You, which premiered on Lifetime in September before moving to Netflix, follows Joe (Badgley, looking somehow as young, if not younger, than he did on Gossip Girl) a New York City bookstore manager who meets MFA student and aspiring Guinevere Beck (Elizabeth Lail) and quickly becomes obsessed with her -- like, really obsessed. After continually stalking Beck, Joe finds himself saving her life when she drunkenly stumbles onto the subway tracks. He then steals her phone and begins to infiltrate her life, identifying the people he believes to be obstacles to their love: namely her douchey boyfriend and her best friend Peach Salinger (Shay Mitchell and yes, she related to that Salinger).
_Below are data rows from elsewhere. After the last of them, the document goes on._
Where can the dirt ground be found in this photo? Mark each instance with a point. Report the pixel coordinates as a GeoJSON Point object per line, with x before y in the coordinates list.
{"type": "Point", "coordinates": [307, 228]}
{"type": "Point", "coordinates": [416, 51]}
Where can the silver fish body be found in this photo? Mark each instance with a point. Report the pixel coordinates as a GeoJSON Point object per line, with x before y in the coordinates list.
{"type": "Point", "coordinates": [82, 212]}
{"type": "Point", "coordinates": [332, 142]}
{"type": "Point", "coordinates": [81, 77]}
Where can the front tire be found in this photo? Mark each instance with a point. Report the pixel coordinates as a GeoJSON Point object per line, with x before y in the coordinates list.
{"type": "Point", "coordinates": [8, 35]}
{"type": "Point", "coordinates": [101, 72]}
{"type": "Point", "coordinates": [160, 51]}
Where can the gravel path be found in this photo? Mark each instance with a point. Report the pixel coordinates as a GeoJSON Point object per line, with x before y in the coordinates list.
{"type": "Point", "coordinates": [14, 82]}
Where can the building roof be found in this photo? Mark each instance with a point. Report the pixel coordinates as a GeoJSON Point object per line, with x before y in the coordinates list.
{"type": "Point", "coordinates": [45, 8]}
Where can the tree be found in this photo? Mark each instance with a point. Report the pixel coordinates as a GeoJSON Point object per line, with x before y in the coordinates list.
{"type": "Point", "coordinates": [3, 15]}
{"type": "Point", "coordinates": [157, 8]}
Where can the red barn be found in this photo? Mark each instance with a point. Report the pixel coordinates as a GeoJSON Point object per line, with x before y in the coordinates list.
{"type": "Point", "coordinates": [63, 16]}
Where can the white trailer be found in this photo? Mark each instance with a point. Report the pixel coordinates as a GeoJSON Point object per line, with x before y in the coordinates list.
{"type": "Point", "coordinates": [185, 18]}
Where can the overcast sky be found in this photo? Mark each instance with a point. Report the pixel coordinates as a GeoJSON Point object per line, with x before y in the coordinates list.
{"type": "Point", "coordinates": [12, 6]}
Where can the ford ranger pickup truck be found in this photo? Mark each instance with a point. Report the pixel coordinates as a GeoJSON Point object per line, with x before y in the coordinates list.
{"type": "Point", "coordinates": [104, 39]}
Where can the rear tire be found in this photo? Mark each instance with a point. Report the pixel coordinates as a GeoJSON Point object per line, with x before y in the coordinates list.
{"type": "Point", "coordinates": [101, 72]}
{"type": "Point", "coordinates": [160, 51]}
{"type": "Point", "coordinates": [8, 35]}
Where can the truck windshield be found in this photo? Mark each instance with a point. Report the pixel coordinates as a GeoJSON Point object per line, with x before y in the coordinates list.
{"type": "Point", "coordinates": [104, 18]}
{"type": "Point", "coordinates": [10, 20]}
Once Joe and Beck actually start dating, his obsession starts to rack up a body count as his love gets deeper and even more twisted.

You first hooked me with it's sharp writing and the way it revelled in the myopia of millennial culture. There's no reason Joe should be so obsessed with Beck (besides her being hot). She's completely self-obsessed, buying her friends expensive gifts so she'll seem together, lying about her family trauma to seem more interesting, and hooking up with trust fund losers in the attempt that one of them will introduce her to the high-profile life she's looking for The show also finds the perfect balance of romanticizing Joe's stalking while keeping you fully aware of what a creep he is. The novel of the same name that the show is based on (by Caroline Kepnes) may have predated #MeToo, but the show is clearly enjoying setting up Joe as a protagonist who exemplifies every horrible thing men do, and despite that, we can't help but root for him.

The show is also pretty gay. Mitchell's Peach, who spends her time on screen delivering deliciously bitchy barbs in skintight jeans and expensive furs, is almost as obsessed with Beck as Joe is. Later in the season, Joe starts seeing Beck's therapist (a bearded and insanely hot John Stamos) when he suspects she's cheating and recasts Beck as his boyfriend when describing their relationship troubles.

The show also features Out covergirl Hari Nef as Beck's fellow graduate student and frenemy who delivers brilliantly acerbic lines like "You're not J.K. Rowling.We'll all be fine if you want to take a time out," when she decides Beck needs a social media hiatus. Nef's Blythe is at once maddening and hilariously nasty. "I have this facial autism thing where I can't hide what I'm thinking," she says while preparing to read Beck's latest attempt at prose during a workshop.

You seems to exist in the same universe as Gossip Girl, but the teenage sociopaths have graduated from social evisceration to actual murder. If you're looking for the perfect 10-hour binge watch full of pretty people doing horrible things to each other, You is it.